By Kerry Young, CQ Roll Call

June 1, 2016 -- An independent panel that advises Congress is pushing for an alteration in how penalties are assessed on hospitals for excessive readmission rates. The commission wants to prevent continued shaving of reimbursements if the overall quality of hospital care improves.

The Medicare Payment Advisory Commission (MedPAC) wants to adjust the overall readmission penalties such that they could decline if hospitals' collective performance improves. The influential panel previously raised this idea in a June 2013 report, and repeated it in a comment letter made public on Tuesday. MedPAC suggested that members of Congress pass legislation to allow the Centers for Medicare and Medicaid Services (CMS) to use an all-condition readmission measure with a fixed target. 

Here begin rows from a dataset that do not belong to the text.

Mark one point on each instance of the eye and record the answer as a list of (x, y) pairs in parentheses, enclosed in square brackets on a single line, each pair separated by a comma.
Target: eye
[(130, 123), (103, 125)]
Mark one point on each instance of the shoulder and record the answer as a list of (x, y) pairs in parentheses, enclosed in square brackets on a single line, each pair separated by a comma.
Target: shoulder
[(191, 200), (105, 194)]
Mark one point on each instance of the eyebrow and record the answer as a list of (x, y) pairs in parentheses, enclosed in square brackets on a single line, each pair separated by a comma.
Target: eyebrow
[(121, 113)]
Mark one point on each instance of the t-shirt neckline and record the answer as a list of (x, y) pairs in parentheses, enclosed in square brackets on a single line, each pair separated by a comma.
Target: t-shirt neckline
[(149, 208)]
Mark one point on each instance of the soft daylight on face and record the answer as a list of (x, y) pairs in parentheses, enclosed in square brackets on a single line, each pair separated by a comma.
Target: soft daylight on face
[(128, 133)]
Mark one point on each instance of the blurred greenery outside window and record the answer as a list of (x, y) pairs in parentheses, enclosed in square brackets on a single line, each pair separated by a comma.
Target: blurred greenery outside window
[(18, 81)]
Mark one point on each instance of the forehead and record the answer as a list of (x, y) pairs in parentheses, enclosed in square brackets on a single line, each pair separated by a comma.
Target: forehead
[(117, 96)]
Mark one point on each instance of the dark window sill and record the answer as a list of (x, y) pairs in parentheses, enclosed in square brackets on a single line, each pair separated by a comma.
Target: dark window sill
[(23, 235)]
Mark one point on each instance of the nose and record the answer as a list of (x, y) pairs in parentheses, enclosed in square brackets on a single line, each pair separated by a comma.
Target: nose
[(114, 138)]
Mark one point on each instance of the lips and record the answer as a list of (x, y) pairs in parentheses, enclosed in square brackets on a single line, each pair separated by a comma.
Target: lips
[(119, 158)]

MedPAC said it strongly supports the hospital readmission penalty program, which was created by the 2010 health overhaul. The penalty was designed to give hospital officials and staff added incentives to consider what would happen to their patients after their discharges. Patients who are readmitted for certain conditions within 30 days can trigger a readmission penalty of 3 percent of hospitals' Medicare payments.

The program "has been a success as hospitals have worked to improve care transitions which has helped to lower hospital readmission rates," wrote Francis J. Crosson, MedPAC's chairman, in comments to CMS on the proposed fiscal 2017 rule for payments for hospitals' inpatient services. 

CMS is accepting comments through June 17 on the payment rule.